ALD’s Electrically Programmable Analog Device (EPAD) technology provides a family of matched transistors with a range of precision threshold values. All members of this family are designed and
actively programmed for exceptional matching of device electrical
characteristics. Threshold values range from -3.50V Depletion to
+3.50V Enhancement devices, including standard products specified at -3.50V, -1.30V, -0.40V, +0.00V, +0.20V, +0.40V, +0.80V,
+1.40V, and +3.30V. ALD can also provide any customer desired
value between -3.50V and +3.50V. For all these devices, even the
depletion and zero threshold transistors, ALD EPAD technology
enables the same well controlled turn-off, subthreshold, and low
leakage characteristics as standard enhancement mode MOSFETs.
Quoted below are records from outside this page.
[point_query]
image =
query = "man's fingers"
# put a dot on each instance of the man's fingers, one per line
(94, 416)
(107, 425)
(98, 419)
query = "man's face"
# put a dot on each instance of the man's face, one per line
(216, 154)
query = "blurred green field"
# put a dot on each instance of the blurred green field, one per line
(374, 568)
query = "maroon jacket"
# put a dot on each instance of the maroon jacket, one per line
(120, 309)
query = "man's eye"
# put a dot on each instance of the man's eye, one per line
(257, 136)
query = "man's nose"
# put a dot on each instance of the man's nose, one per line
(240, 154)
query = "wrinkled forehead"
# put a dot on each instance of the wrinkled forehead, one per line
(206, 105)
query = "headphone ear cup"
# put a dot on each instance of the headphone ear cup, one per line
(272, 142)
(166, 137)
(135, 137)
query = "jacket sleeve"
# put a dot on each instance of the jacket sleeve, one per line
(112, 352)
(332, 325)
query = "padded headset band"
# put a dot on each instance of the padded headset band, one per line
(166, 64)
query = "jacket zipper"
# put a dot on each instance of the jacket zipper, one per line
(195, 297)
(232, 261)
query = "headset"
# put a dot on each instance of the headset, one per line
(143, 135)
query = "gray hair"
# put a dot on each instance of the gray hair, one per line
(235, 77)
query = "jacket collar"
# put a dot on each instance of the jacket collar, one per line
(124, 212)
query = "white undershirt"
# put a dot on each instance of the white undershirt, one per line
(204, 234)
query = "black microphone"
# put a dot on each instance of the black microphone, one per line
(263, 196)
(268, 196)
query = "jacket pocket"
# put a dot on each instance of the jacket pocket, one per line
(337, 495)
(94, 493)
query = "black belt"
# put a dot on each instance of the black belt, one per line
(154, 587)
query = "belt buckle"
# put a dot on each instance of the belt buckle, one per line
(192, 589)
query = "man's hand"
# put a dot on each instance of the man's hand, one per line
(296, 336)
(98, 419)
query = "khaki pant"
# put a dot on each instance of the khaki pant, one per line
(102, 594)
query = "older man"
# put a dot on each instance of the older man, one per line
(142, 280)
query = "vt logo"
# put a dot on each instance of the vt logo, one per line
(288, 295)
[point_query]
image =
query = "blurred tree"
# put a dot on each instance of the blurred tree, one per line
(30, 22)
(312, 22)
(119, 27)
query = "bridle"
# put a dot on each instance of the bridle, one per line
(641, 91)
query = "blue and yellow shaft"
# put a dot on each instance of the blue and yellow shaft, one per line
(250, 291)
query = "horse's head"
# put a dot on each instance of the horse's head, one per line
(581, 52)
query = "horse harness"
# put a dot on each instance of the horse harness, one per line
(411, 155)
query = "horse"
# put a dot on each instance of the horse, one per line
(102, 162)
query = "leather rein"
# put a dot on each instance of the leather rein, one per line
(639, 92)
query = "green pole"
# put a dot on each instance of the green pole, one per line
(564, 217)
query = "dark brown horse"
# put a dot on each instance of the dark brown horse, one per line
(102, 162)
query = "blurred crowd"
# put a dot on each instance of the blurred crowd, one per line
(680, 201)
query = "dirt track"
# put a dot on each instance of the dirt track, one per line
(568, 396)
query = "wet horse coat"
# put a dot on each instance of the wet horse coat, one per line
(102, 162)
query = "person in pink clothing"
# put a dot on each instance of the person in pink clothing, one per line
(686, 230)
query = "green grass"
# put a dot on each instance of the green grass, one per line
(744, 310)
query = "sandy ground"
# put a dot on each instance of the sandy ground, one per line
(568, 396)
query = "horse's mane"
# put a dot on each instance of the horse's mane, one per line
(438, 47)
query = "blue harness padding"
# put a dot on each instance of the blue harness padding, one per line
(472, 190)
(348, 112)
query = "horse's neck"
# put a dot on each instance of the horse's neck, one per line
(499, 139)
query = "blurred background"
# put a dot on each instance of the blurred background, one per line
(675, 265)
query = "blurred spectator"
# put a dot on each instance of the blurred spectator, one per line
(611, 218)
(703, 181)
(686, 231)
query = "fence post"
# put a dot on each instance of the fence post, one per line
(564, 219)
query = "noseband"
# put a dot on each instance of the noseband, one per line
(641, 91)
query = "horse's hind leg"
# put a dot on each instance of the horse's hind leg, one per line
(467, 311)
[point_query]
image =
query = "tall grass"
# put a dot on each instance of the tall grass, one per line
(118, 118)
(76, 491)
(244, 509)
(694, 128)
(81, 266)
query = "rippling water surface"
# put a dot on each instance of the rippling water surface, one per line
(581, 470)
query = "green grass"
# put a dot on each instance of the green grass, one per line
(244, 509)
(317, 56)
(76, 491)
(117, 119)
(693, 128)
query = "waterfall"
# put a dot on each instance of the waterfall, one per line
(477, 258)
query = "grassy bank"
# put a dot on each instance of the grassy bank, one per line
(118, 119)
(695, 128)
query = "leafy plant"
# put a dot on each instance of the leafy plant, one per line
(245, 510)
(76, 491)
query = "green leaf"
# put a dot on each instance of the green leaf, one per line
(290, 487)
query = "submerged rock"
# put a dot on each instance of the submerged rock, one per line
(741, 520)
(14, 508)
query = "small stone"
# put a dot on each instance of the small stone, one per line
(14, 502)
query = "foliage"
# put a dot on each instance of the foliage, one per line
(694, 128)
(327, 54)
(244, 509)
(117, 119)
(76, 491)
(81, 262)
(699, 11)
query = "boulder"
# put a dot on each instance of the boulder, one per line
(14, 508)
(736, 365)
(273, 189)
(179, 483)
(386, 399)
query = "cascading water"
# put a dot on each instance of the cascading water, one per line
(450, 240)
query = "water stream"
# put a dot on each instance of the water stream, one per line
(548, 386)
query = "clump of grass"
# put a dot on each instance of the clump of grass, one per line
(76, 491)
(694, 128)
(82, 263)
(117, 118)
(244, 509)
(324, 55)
With the design and active programming, even units from different
batches and different dates of manufacture have well matched characteristics. As these devices are on the same monolithic chip, they
also exhibit excellent tempco tracking.
This EPAD MOSFET Array product family (EPAD MOSFET) is available in the three separate categories, each providing a distinctly
different set of electrical specifications and characteristics. The first
category is the ALD110800/ALD110900 Zero-Threshold™ mode
EPAD MOSFETs. The second category is the ALD1108xx/
ALD1109xx enhancement mode EPAD MOSFETs. The third category is the ALD1148xx/ALD1149xx depletion mode EPAD
MOSFETs. (The suffix “xx” denotes threshold voltage in 0.1V steps,
for example, xx = 08 denotes 0.80V).
The ALD110800/ALD110900 (quad/dual) are EPAD MOSFETs in
which the individual threshold voltage of each MOSFET is fixed at
zero. The threshold voltage is defined as IDS = 1µA @ VDS = 0.1V
when the gate voltage VGS = 0.00V. Zero threshold devices operate in the enhancement region when operated above threshold voltage and current level (VGS > 0.00V and IDS > 1µA) and subthreshold region when operated at or below threshold voltage and current level (VGS <= 0.00V and IDS < 1µA). This device, along with
other very low threshold voltage members of the product family,
constitute a class of EPAD MOSFETs that enable ultra low supply
voltage operation and nanopower type of circuit designs, applicable
in either analog or digital circuits.
The ALD1108xx/ALD1109xx (quad/dual) product family features
precision matched enhancement mode EPAD MOSFET devices,
which require a positive bias voltage to turn on. Precision threshold
values such as +1.40V, +0.80V, +0.20V are offered. No conductive
channel exists between the source and drain at zero applied gate
voltage for these devices, except that the +0.20V version has a
subthreshold current at about 20nA.
The ALD1148xx/ALD1149xx (quad/dual) features depletion mode
EPAD MOSFETs, which are normally-on devices when the gate
bias voltage is at zero volts. The depletion mode threshold voltage
is at a negative voltage level at which the EPAD MOSFET turns off.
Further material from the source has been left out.